Eyvah! Ziya Parlak’ın, iki yüz kırk yıldır damarlarında ılık ılık devr-i daim eden kan, bu haberle birlikte buz kesti. İki buçuk asra yaklaşan efsanevi hayatında türlü badireler atlatmış, hepsinin bir şekilde üstesinden gelmişti. Ama şimdi korkuyordu. Çünkü bu, onun yumuşak karnına -daha doğrusu sert kafasına- açılmış bir savaştı. Aşağı yukarı yüz yıldır omuzlarının üzerinde taşıdığı derin dondurucu artık işlevini yerine getiremeyebilir, bu da onun öl…

“ÇAT”

Duvardaki yağlı boya tablonun üzerine konan şişman sivrisineği, yaşlı elinin vurduğu tokatla bir anda patlattı Ziya Parlak. Hayvanın içinden çıkan kan, güzelim tablonun üzerinden yavaş yavaş aşağı aktı. Sıcak hava beraberinde büyük bir sinek problemi yaratmıştı. Sinekler, Ziya Parlak’ın en nefret ettiği varlıklar listesinde başı çekiyordu. Bu yüzden bağırdı: “Tevfik Beeeeeey! Tevfik Beeeeeeeeeey!!!”

Tevfik Bey, Ziya Parlak’ın binlerce kilometrekareye yayılan dev malikanesindeki binlerce çalışanından biriydi. Bu yardım çığlığıyla karışık azarlama ünlemine ışık hızıyla cevap verdi Tevfik Bey. Kan ter içinde geniş salona daldı. Yüzündeki kızarıklık sadece sıcaktan ve koşturmaktan değil, mahcubiyettendi de. Çünkü onun vazifesi sinekleri yok etmekti. Belli ki bu görevinde pek muvaffak olamamıştı. Hayatı boyunca en iyi bildiği iki şeyi; kimyayı ve yok etmeyi bir araya getirdi, yüzlerce farklı formül geliştirdi ama sineklerin sonunu bir türlü getiremedi. 
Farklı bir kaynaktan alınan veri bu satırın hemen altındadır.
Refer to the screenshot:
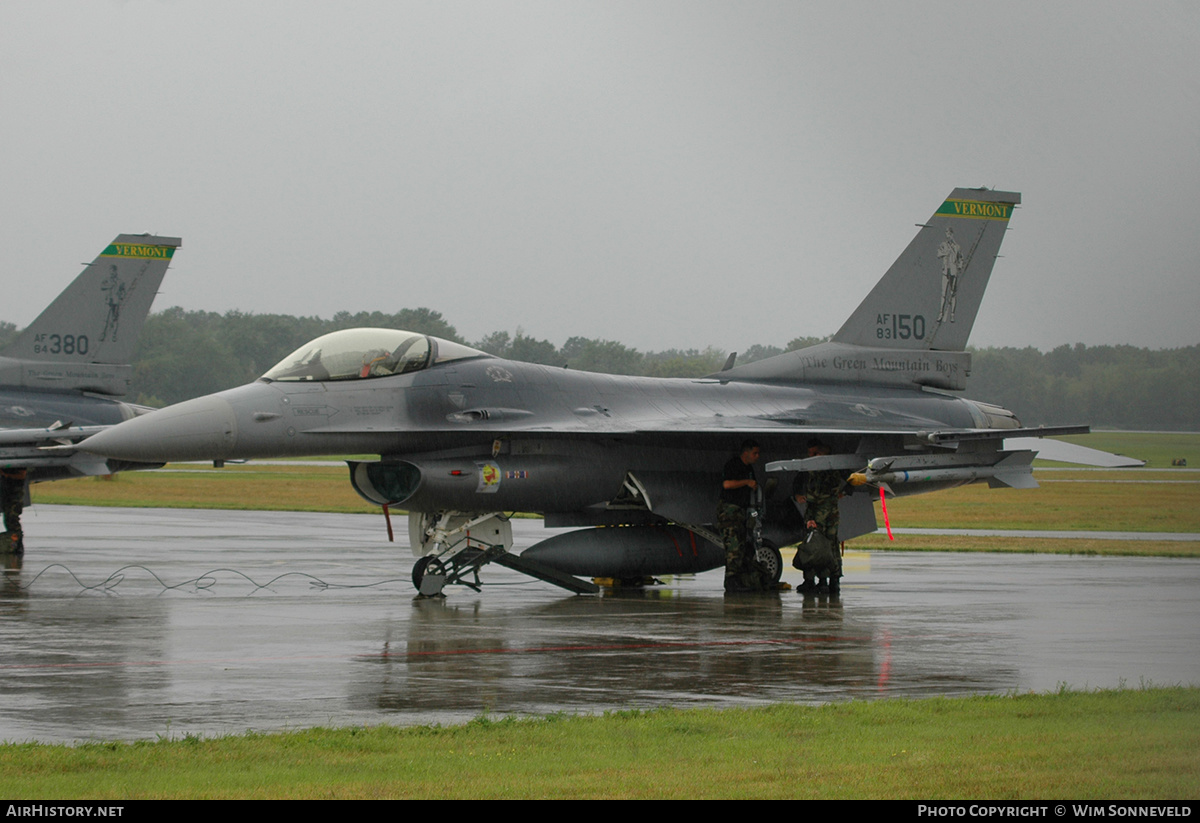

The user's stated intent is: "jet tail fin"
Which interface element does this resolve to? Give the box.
[833,188,1021,352]
[712,188,1021,390]
[4,234,181,365]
Sinekler, devasa ordular halinde malikaneye göç ediyor, termometreler rekor üzerine rekor kırıyordu. Ziya Parlak, bir kabine kurmalıydı muhakkak. Kafası, yani derin dondurucusu takır tukur çalışıyor, her zamanki gibi serin fikirler üretiyordu. Akşam yemeğinde çalışanlarını ve dostlarını topladı.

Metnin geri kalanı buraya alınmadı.